The Trump transition team has not asked the top officials at the National Nuclear Security Administration to remain in their positions until their replacements are hired. That will leave the administrator and deputy administrator roles temporarily vacant because Trump must nominate replacements, who must then go through Senate hearings.
In a letter to Trump, Democratic Sen. Martin Heinrich expressed "serious concerns regarding continuity of government operations related to national security positions in the National Nuclear Security Administration."
Perry said Thursday he discussed the issue with the current NNSA administrator, retired Lieutenant-General Frank Klotz, and has interviewed current NNSA staff members.
"I will interview appropriately, but as I shared with Sen. Heinrich, the administration has the final decision on a presidential appointment. We're quite confident that our process is working," he said.
Perry offered pledges to solve the country's dilemma over what to do with nuclear waste, but few concrete solutions.
Sen. Catherine Cortez Masto of Nevada questioned Perry about long-stalled plans to store the nation's nuclear waste at a facility in Yucca Mountain, located in her home state. The Democratic lawmaker has introduced legislation that would require states to consent to storing high levels of nuclear waste — giving them the ability to refuse to accept it.

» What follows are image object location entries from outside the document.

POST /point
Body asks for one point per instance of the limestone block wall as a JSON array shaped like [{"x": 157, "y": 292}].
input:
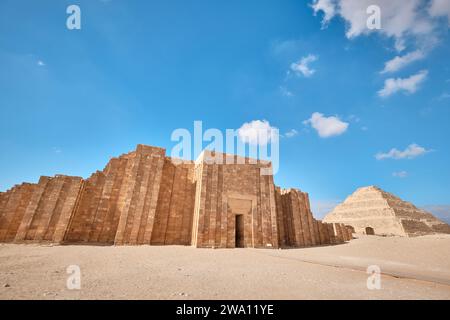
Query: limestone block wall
[
  {"x": 296, "y": 224},
  {"x": 118, "y": 205},
  {"x": 13, "y": 204},
  {"x": 144, "y": 197},
  {"x": 175, "y": 207},
  {"x": 224, "y": 191}
]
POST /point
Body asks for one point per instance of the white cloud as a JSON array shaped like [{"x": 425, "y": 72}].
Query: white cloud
[
  {"x": 411, "y": 152},
  {"x": 400, "y": 20},
  {"x": 327, "y": 126},
  {"x": 444, "y": 96},
  {"x": 302, "y": 67},
  {"x": 328, "y": 8},
  {"x": 440, "y": 8},
  {"x": 409, "y": 85},
  {"x": 257, "y": 132},
  {"x": 291, "y": 133},
  {"x": 400, "y": 62},
  {"x": 400, "y": 174}
]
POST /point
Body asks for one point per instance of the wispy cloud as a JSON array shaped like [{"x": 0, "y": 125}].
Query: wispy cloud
[
  {"x": 400, "y": 174},
  {"x": 321, "y": 208},
  {"x": 411, "y": 152},
  {"x": 399, "y": 62},
  {"x": 302, "y": 67},
  {"x": 291, "y": 133},
  {"x": 409, "y": 85},
  {"x": 326, "y": 126},
  {"x": 257, "y": 132}
]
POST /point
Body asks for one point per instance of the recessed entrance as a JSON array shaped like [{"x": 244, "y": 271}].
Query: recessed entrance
[{"x": 239, "y": 231}]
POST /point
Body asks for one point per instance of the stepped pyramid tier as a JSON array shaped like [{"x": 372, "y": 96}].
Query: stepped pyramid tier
[
  {"x": 144, "y": 197},
  {"x": 370, "y": 210}
]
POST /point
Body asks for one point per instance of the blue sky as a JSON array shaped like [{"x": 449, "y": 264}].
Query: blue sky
[{"x": 137, "y": 70}]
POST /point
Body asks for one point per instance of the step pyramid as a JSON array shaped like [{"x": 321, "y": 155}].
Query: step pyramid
[{"x": 370, "y": 210}]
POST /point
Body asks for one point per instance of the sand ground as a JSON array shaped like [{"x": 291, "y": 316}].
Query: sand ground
[{"x": 414, "y": 268}]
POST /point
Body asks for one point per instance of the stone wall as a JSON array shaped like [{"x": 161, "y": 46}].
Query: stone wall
[
  {"x": 224, "y": 191},
  {"x": 39, "y": 212},
  {"x": 144, "y": 197}
]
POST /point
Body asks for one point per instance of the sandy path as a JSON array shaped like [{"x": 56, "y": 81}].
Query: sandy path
[{"x": 174, "y": 272}]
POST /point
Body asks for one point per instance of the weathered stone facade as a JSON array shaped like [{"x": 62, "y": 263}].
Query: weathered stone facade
[
  {"x": 144, "y": 197},
  {"x": 372, "y": 211}
]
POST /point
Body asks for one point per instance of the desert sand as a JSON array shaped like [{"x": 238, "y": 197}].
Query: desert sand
[{"x": 412, "y": 268}]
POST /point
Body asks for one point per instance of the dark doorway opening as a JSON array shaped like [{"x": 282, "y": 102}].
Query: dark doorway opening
[{"x": 239, "y": 231}]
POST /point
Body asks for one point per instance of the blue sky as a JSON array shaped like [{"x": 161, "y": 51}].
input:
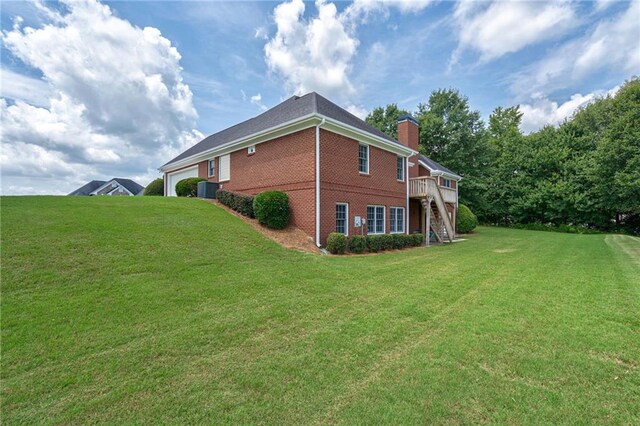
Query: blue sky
[{"x": 118, "y": 88}]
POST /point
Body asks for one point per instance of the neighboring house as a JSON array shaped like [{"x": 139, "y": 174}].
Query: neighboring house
[
  {"x": 341, "y": 174},
  {"x": 115, "y": 186}
]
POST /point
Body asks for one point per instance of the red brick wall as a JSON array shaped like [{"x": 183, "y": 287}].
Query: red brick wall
[
  {"x": 342, "y": 182},
  {"x": 286, "y": 164}
]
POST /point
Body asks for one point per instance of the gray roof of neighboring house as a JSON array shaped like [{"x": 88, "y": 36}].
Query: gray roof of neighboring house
[
  {"x": 436, "y": 166},
  {"x": 289, "y": 110},
  {"x": 88, "y": 188}
]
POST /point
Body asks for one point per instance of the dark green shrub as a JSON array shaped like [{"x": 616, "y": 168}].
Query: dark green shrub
[
  {"x": 357, "y": 244},
  {"x": 467, "y": 221},
  {"x": 272, "y": 209},
  {"x": 241, "y": 203},
  {"x": 156, "y": 187},
  {"x": 336, "y": 243},
  {"x": 188, "y": 187},
  {"x": 374, "y": 243}
]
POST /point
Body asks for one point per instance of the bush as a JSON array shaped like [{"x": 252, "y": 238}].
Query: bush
[
  {"x": 467, "y": 221},
  {"x": 357, "y": 244},
  {"x": 272, "y": 209},
  {"x": 188, "y": 187},
  {"x": 156, "y": 187},
  {"x": 374, "y": 243},
  {"x": 336, "y": 243},
  {"x": 241, "y": 203}
]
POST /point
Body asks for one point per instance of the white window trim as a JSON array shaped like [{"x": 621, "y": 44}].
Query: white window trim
[
  {"x": 346, "y": 219},
  {"x": 404, "y": 225},
  {"x": 404, "y": 169},
  {"x": 384, "y": 220},
  {"x": 368, "y": 158}
]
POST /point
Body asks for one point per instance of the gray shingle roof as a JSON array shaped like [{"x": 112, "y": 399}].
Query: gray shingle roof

While governor of Texas, Perry said Nevadans shouldn't be forced to house the waste in their state if they don't want to. Asked whether that was still his view, Perry said he would "happily salute" the law if Sen. Cortez Masto passed it.
Perry said he would work closely with the committee to find a solution to storing nuclear waste, but did not offer specifics on how he would do that.
"Hopefully this is the beginning of seeing real movement, real management of an issue that I think no longer can sit and be used as a political football, one that must be addressed, and I think we can find a solution both in the interim and the long term of our nuclear waste," he said.
Republican Sen. Jeff Flake of Arizona asked again what the Department of Energy would do to solve the storage issue. Perry said his goal is to bring the days of kicking the can down the road to an end, but again did not offer details.